| Following the BottledWater-Pg link through to the Confluence blog [0], there's a hilarious illustration of what we're doing to ourselves. The first flow chart [1] is simple. It shows a user, an app, and three separated data volumes that each serve a separate use case (db, cache, and index [assuming for OLAP workloads]). The chart is headlined with the adamant imperative "Stop doing this". Instead, Confluence suggests that we start doing this [2]: user -> app -> DB -> extraction -> Kafka -> (Index <-> Cache <-> HDFS) -> monitoring -> samza. Ehhh, no thanks. I like the other option. We need to understand that good engineering is not about making more work for ourselves. It's about simplicity and elegance, and being able to accomplish complex tasks WITHOUT wrapping ourselves up into some intractable mega-contorsion. More moving parts means more fragility and more waste. Simplicity means beauty, power, and flexibility. Now, I'm not suggesting that such architectures are never justified. I just want to highlight that the complexity should be eschewed, not celebrated. If you find yourself writing a blog post that converts a simple 3-step process into a complex 5-step, 9-destination process, alarm bells should be ringing, and you should be talking about why your organization (see Conway's Law) and/or the state of computer science sucks so bad that the 3-step process isn't good enough. [0] https://www.confluent.io/blog/bottled-water-real-time-integr... [1] https://cdn2.hubspot.net/hub/540072/file-3062873213-png/blog... [2] https://cdn2.hubspot.net/hub/540072/file-3062873223-png/blog... |
The problem of "I have to get a large portion of the DB into service X" is one I've worked on, so the initial solution is more fragile. It doesn't deal with back pressure. If a service goes down, it "loses" writes and must be resynced from a good state.

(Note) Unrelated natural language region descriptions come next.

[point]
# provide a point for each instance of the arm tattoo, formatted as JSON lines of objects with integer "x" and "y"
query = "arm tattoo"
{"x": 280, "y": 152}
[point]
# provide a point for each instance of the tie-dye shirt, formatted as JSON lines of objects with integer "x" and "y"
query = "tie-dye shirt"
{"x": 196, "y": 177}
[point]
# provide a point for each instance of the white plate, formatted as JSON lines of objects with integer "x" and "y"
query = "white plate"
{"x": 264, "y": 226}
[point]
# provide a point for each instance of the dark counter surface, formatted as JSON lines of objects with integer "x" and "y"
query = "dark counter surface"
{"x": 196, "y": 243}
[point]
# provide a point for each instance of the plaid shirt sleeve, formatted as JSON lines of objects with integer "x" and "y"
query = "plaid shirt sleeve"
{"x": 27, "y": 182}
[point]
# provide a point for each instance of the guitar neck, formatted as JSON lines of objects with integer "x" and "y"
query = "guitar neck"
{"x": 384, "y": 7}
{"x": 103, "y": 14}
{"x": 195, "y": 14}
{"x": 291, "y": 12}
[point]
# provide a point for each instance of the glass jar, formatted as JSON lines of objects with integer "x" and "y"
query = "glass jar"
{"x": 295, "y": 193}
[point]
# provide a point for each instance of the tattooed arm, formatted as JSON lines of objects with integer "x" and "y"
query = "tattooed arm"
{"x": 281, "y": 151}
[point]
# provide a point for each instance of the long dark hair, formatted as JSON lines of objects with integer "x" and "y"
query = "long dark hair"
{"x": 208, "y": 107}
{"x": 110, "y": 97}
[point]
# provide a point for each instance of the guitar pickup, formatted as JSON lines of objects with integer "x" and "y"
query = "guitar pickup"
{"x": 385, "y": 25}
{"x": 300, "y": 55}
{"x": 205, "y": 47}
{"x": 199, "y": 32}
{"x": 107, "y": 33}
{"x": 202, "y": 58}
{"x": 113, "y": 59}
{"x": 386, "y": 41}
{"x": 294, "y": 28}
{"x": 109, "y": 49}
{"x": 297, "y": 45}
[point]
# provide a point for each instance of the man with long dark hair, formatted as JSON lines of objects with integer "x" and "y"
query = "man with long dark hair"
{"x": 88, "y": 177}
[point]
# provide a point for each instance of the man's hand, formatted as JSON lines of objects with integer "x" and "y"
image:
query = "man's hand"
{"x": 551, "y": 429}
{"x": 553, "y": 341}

If for whatever reason data science sets up a HDFS cluster I need to push writes there from my app.
With the second method - I don't have to use all those services - and while I'm not given the same latency guarantees I can be more sure that a user's given change will eventually end up in every service that cares about that given change.
Sure if you only need to write to one DB, the Confluence method is overkill - however if that solution works for you, I'd imagine you haven't hit the volume and the latency requirements that would require you to seek out a solution like Confluence's anyways.